So we turn to the four committee members whose terms have officially expired for our only real insight as to what their tenure was like, and how difficult it was to analyze Baylor and TCU in Year 1. Here are highlights of individual interviews with former committee members Pat Haden, Mike Tranghese, Lt. Gen. Mike Gould and Tom Osborne:

What do you want people to know about what you did?

Mike Gould: I would hope people understand it's not whichever conference has the biggest personality or whatever in the room. That really doesn't make any difference. That's not their job.

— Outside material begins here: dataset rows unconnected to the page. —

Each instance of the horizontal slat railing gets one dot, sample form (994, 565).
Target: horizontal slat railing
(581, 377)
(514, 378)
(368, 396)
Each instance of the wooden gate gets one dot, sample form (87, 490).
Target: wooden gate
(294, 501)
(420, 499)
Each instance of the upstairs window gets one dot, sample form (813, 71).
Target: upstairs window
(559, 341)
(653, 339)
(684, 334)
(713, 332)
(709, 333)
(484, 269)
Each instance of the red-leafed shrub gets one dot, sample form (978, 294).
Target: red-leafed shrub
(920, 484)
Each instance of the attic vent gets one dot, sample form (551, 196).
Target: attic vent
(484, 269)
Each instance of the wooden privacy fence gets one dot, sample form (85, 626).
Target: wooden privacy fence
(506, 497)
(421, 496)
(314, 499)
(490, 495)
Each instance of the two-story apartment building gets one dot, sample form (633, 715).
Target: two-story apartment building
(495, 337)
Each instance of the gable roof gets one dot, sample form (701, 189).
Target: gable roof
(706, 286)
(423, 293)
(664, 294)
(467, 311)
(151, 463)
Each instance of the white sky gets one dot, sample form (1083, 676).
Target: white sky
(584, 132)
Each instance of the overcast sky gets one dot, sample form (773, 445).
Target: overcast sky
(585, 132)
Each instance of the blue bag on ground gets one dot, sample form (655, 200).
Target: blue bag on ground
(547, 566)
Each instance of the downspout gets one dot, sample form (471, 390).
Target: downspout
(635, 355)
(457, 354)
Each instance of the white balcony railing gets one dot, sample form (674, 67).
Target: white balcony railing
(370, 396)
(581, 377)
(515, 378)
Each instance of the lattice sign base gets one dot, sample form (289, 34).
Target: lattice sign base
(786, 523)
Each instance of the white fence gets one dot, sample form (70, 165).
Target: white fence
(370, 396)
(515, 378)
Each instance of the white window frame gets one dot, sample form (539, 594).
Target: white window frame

Pat Haden: I think there are some people who believe there are a lot of biases in the room, but there certainly aren't. I know Bill Hancock has talked about it. You check all that at the door. But it wasn't just a symbol. There were people there representing the game of college football.

Tom Osborne: I think the thing a lot of football fans might not realize was the depth of information we went through. We each had data available, and we tried to look at those things that seemed to correlate most heavily with predicting the best teams over the last 10 years. What data seemed to be indicative of the teams that would play for a national championship under the BCS system? For instance, average points per possession was a high predictor. Scoring defense, scoring offense adjusted for various factors and one thing we looked at pretty heavily was field position. In other words, if a team exchanged punts, on average, did they gain or lose yards? Because of turnovers did they end up with worse field position than their opponents? ... We looked pretty extensively at an awful lot of data, and of course the big one was schedule. We went into that pretty exhaustively in terms of who people played, how good the people were they played.

Was the Baylor-TCU debate the most memorable part of your tenure?

Mike Tranghese: Without question, yes. That was the debate for the last five weeks of the year. We probably spent more time just discussing Baylor and TCU but then in the end, Ohio State just played very well at the end, and the way they dominated Wisconsin in the end, the championship game really took the pressure of making that decision out of our hands.

Osborne: That was a difficult one. I think the thing that was, as was mentioned many times, when you have a team that plays that 13th game against a supposedly good opponent and you win 59-0, decisively, then not having that championship game certainly was a factor to be considered. No question TCU and Baylor were really good teams and it was close, but it's hard to turn your back on somebody that wins their conference championship by 59-0. The third quarterback played really well. It was a deal where you could say well, they're going into the championship series with no quarterback because they obviously had one that could play.

"Year 1 was very difficult. I think Ohio State took us off the hook. If Ohio State hadn't beaten Wisconsin, or let's say hadn't won convincingly, we would've had a very, very difficult decision to make. ... My sense was we were really split on it." Mike Tranghese

Gould: They were both very accomplished, they were good programs, had good players. Personally, I went back to who they had played. Even within the same conference, where everybody plays everybody, you're nonconference games, in some of the other conferences you get the luck of the draw the way the East and West or North and South, so strength of schedule mattered a lot and it should continue to play a role in that. It's hard to pinpoint anything in particular.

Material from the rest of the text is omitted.